Sociology

239
Schools
Master's
Credential Level
$49,264
National Avg Earnings

What the IPEDS & College Scorecard Data Shows for Sociology

Sociology is tracked across 239 U.S. postsecondary institutions in the College Scorecard field-of-study file, which links CIP code classifications from IPEDS to Treasury earnings records. This profile covers the master's credential level specifically, because the Department of Education reports program-level outcomes separately for associate, bachelor’s, master’s, and doctoral awards. The CIP (Classification of Instructional Programs) taxonomy lets analysts roll up specialties into broader families, which is why earnings medians across schools can be compared on a common basis.

Across all reporting institutions, the mean of school-level medians is $49,264, calculated from 20 schools with published earnings data. The earnings distribution stretches from $27,750 at the low end to $93,752 at the top, with a 25th-75th percentile band between $37,208 and $65,008 around a median of $45,696. The top-reporting institution in this program is Teachers College at Columbia University at $93,752. These numbers reflect earnings measured roughly a year after completion, using Social Security Administration tax records linked to federal financial aid applicants.

Variation across schools matters more than a single national figure. Completers counts reported per school indicate how many graduates’ earnings feed the median, which means small programs produce more volatile numbers. Median debt at the program level, when paired with earnings, yields a debt-to-earnings ratio that is the College Scorecard’s standard affordability signal — ratios under 1.0 indicate earnings exceed cumulative debt. Use the school-by-school table to spot institutions where Sociology graduates out-earn peers at comparable cost, and to surface gainful-employment patterns that only become visible at the CIP-code level.

Arizona State University Digital Immersion accounts for 23.2% of all Sociology master's credential graduates

That concentration — well above the 5% national median for largest-entity share — means Sociology-wide averages can mask substantial variation outside the dominant entity. That school produced 73 graduates in the most recent cohort, anchoring a meaningful slice of national supply for this field. When one entity dominates a region's footprint, its programmatic and budget decisions effectively set policy for a majority of the affected population.

Source: U.S. Department of Education College Scorecard U.S. Department of Education College Scorecard

Sociology master's credential median earnings varies 3.4× across entities

Sociology master's credential median earnings ranges from $27,750 (lowest) to $93,752 (highest), a spread of $66,002. That spread reflects typical sectoral variation between selective research institutions and broader access institutions. Earnings are measured roughly one year after completion using IRS records linked to federal aid recipients (see https://www.irs.gov/) — not all completers are captured, but the school-level medians correlate strongly with longer-term earnings trajectories.

Source: College Scorecard Field of Study file; U.S. Treasury earnings linkage College Scorecard Field of Study file; U.S. Treasury earnings linkage

Sociology debt-to-earnings ratio is 0.57 — near the typical range (US average ~1) — aligned with the typical 1:1 ratio that defines federal gainful-employment thresholds

debt-to-earnings ratio is the simplest comparative metric but it does not capture the full picture: this ratio uses federal loan principal, not all education debt — private loans, parent PLUS loans not in the borrower’s name, and institutional debt are excluded Variation between sub-units within Sociology is typically wider than the Sociology-aggregate figure suggests.

Source: College Scorecard Field of Study file College Scorecard Field of Study file

Earnings Distribution

Min
$27,750
25th %ile
$37,208
Median
$45,696
75th %ile
$65,008
Max
$93,752
$27,750 $93,752

Frequently Asked Questions

How much do Sociology graduates earn?
Sociology graduates earn $49,264 on average across 239 schools.
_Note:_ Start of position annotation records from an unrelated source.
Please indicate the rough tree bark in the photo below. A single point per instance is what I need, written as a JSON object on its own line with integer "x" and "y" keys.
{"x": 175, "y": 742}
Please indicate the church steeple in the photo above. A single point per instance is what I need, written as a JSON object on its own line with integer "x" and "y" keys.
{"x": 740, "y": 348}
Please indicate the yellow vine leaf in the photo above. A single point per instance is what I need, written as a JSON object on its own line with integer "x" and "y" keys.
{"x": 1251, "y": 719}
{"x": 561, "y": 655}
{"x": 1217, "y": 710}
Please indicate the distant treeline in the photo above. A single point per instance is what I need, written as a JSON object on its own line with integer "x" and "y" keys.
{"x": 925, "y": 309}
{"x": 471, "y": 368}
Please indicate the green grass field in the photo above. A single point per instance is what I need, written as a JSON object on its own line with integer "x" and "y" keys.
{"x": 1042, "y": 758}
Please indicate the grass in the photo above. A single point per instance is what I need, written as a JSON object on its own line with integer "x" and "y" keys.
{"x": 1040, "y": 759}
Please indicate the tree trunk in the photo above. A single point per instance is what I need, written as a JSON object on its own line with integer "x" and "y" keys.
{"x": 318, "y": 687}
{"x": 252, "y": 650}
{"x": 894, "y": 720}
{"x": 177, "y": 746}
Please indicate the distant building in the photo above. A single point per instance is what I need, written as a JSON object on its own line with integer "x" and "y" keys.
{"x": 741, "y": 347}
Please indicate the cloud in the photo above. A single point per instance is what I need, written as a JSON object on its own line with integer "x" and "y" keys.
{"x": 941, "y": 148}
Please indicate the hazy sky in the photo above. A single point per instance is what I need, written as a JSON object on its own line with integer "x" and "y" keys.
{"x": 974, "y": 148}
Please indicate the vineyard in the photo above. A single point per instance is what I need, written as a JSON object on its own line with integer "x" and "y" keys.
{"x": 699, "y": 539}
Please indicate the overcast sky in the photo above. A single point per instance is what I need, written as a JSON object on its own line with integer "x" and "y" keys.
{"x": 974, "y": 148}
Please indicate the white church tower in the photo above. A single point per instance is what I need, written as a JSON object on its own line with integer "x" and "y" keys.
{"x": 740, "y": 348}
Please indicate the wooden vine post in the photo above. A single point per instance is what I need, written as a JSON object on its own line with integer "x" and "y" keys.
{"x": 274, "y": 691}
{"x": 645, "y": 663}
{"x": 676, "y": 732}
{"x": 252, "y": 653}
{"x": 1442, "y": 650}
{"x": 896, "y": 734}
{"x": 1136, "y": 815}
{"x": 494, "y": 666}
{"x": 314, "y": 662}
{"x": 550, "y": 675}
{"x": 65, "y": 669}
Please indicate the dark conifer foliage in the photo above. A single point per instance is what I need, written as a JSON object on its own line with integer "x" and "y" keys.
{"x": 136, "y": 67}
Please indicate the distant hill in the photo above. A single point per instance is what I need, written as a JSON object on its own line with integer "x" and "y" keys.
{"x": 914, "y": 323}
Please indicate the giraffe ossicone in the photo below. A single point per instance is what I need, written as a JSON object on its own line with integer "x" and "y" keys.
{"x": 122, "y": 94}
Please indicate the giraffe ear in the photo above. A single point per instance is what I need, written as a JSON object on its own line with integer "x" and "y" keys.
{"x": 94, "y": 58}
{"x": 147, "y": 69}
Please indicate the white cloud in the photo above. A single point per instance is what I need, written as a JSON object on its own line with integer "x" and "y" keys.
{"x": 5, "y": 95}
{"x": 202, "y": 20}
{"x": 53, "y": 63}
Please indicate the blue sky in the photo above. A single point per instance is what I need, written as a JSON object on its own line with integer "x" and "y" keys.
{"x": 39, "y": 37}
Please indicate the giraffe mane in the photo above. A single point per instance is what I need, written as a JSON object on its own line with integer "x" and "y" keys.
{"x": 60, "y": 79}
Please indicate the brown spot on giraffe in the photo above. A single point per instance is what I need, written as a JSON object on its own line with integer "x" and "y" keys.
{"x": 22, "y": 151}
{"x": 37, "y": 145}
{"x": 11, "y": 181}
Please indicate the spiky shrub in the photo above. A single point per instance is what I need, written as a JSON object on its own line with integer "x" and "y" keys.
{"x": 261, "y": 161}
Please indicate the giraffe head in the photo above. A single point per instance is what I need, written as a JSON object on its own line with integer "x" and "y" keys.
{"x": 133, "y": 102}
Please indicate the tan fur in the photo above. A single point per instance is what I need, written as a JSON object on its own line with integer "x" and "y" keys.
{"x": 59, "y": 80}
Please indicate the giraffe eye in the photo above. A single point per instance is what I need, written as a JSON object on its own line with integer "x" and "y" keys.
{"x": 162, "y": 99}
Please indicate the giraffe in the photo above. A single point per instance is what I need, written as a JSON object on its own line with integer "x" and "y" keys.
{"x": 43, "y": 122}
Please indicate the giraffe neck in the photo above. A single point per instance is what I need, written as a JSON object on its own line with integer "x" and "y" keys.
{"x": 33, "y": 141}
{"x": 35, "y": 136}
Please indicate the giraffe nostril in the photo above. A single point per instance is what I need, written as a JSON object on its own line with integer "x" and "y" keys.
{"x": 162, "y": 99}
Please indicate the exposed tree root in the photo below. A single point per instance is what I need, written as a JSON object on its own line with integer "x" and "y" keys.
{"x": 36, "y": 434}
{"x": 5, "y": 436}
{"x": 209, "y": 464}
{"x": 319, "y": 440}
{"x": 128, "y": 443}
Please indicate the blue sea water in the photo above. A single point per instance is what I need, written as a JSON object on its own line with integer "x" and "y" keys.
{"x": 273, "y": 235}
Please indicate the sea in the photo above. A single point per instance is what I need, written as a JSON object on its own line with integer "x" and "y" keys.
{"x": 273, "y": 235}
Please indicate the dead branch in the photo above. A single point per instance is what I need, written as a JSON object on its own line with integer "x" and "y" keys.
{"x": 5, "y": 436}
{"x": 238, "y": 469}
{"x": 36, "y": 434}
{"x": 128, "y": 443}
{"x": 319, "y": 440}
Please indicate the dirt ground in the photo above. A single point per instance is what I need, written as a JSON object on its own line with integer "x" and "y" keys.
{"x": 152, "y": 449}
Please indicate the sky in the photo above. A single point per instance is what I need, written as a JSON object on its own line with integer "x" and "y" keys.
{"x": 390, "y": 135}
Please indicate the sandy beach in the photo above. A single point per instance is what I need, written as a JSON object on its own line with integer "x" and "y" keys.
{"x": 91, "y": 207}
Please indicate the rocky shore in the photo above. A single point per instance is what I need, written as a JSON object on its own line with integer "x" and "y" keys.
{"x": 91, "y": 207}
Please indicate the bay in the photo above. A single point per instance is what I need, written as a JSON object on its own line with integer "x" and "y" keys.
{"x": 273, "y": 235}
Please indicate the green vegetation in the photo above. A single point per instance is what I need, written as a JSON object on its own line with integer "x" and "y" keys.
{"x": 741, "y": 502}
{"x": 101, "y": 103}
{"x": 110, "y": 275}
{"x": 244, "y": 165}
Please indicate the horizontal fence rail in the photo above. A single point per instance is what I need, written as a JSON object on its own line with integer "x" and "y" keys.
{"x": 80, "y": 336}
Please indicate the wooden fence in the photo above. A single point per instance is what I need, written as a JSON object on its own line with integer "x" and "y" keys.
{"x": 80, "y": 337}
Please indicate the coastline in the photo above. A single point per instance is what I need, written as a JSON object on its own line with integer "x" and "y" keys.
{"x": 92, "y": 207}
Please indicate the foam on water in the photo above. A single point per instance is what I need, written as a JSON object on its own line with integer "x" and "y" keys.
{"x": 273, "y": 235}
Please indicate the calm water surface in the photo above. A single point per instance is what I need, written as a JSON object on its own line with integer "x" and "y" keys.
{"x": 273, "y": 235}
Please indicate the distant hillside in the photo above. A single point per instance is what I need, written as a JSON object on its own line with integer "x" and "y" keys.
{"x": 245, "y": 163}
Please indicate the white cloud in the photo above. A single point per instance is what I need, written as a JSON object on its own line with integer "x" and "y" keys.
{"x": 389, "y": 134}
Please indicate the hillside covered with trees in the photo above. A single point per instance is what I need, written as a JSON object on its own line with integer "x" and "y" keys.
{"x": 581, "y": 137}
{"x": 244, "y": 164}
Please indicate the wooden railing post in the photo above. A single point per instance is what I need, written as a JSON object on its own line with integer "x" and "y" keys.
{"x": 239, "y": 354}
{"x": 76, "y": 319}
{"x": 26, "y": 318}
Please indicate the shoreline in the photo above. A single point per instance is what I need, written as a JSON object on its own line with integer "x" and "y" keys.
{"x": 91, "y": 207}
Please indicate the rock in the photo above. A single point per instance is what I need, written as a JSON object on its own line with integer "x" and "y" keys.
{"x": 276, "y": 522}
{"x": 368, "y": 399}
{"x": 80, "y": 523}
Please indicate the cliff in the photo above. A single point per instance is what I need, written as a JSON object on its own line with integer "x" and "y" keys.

Earnings range from $27,750 to $93,752 depending on the institution.
Which school pays the most for Sociology?
Teachers College at Columbia University has the highest reported median earnings for Sociology graduates at $93,752, based on College Scorecard data.
What credential do you get in Sociology?
Sociology programs typically award a Master's credential. Earnings vary by school and credential level.

About This Data

Earnings data comes from the U.S. Department of Education College Scorecard Field of Study file. Median earnings represent graduates who received federal financial aid, drawn from U.S. Treasury tax records linked to federal student aid applicants. Completers count and debt figures reflect program-level data reported through IPEDS. Data is updated annually.

Earnings data sourced from IRS records via the U.S. Treasury–Department of Education matching protocol used by the College Scorecard.